The left ventricle of your heart will sometimes attempt to grow while trying to increase strength so it can manage the extra work caused by hypertension. In doing so, it grows too thick and stiff, which increases the risk of heart attack, heart failure, and unexpected cardiac arrest.
|High blood puts extra pressure on your arteries and puts you at risk for a number of health problems. Source: cdc.gov|
Impairment of Reproductive System
High blood pressure increases the risk of erectile dysfunction in men. When blood flow to the penis is compromised by high blood pressure and hardened or narrowing arteries, the achievement of an erection can become physically challenging or impossible.
In women, reduced blood flow to the vagina may cause a decrease in sexual desire or arousal. It may also lead to vaginal dryness or the inability to achieve an orgasm. Such symptoms can also lead to social and relationship problems, which cause emotional distress and may worsen symptoms of hypertension.
Danger to Kidneys
Kidney failure and scarring occur when your kidneys don’t get enough blood to perform their filtering functions and, instead, accumulate massive waste.
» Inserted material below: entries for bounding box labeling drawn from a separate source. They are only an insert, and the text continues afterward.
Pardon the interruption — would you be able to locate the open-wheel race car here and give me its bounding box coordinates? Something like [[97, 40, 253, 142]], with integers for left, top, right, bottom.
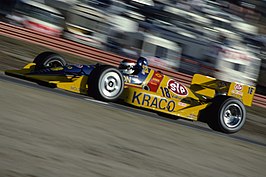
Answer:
[[5, 52, 255, 133]]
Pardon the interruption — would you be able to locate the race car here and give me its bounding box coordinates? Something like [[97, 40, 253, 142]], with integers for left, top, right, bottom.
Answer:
[[5, 52, 255, 133]]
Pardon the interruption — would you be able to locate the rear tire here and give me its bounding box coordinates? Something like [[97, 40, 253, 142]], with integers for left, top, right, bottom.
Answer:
[[207, 96, 246, 134], [33, 52, 67, 71], [88, 65, 124, 102]]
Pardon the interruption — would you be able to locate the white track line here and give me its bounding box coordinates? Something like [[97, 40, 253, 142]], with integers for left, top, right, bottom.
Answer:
[[84, 98, 108, 104]]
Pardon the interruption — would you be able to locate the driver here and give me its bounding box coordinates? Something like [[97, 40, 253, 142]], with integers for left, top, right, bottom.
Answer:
[[119, 57, 148, 75]]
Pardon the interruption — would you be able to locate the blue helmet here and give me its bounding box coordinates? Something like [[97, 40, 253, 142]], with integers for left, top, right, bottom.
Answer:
[[135, 57, 148, 69]]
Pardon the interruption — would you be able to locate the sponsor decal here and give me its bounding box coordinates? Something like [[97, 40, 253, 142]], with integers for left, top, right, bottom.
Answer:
[[178, 102, 187, 107], [131, 91, 176, 112], [248, 87, 255, 95], [167, 79, 188, 96], [75, 64, 83, 68], [232, 90, 243, 96], [148, 72, 163, 92], [51, 67, 64, 71], [235, 84, 243, 91]]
Patients with high blood pressure are also at risk of having an aneurysm in the arteries that lead to the kidneys.
Destruction to Eyes
Eyes are extremely delicate and will begin to feel the effects of hypertension quickly. The blood vessels that supply the eye can experience retinopathy, which leads to eye bleeding, blurred vision, and could eventually destroy vision completely. Patients may also experience nerve damage in the optic nerve (optic neuropathy) and choroidopathy, a condition in which fluid builds up under the retina because of a weakened, leaking blood vessel.
Why Don’t Patients Take Their Medication?
Under the threat of such serious symptoms, some patients with hypertension still struggle taking their blood pressure medication. There are several reasons physicians believe failure to follow a drug regimen is a continuing trend:
- Lack of symptoms – While high blood pressure can cause serious conditions that have terrible symptoms, the condition by itself does not come with many, if any, symptoms.
- Unpleasant side effects – High blood pressure medications affect the chemical balance in your body, which can lead to unpleasant side effects that could keep people from taking their blood pressure medication.
- Complex drug regimens – As you age and need more medication, taking new drugs, such as blood pressure medication, on a regular schedule can become tough.
- Cost of medication – Even with the help of Medicare, some patients are still unable to afford their medications, especially if those medications are new or highly specialized.
- Forgetting – It’s not hard to forget to take medication. Even if you turn your drug regimen into a habit, there may be some days when you are unsure if you took your medication or not.
To combat these problems, the CDC is considering simplifying treatment instructions, making regimens easier to follow, and recommending new, clever ways of ensuring that patients are not missing any part of their blood pressure medication schedule. Director of CDC Tom Frieden reminds patients that “A simple action can avoid potentially deadly consequences: take your blood pressure medicine as prescribed,” in the hope that an increase in effort on the part of both the CDC and hypertension patients will make a difference in the coming years.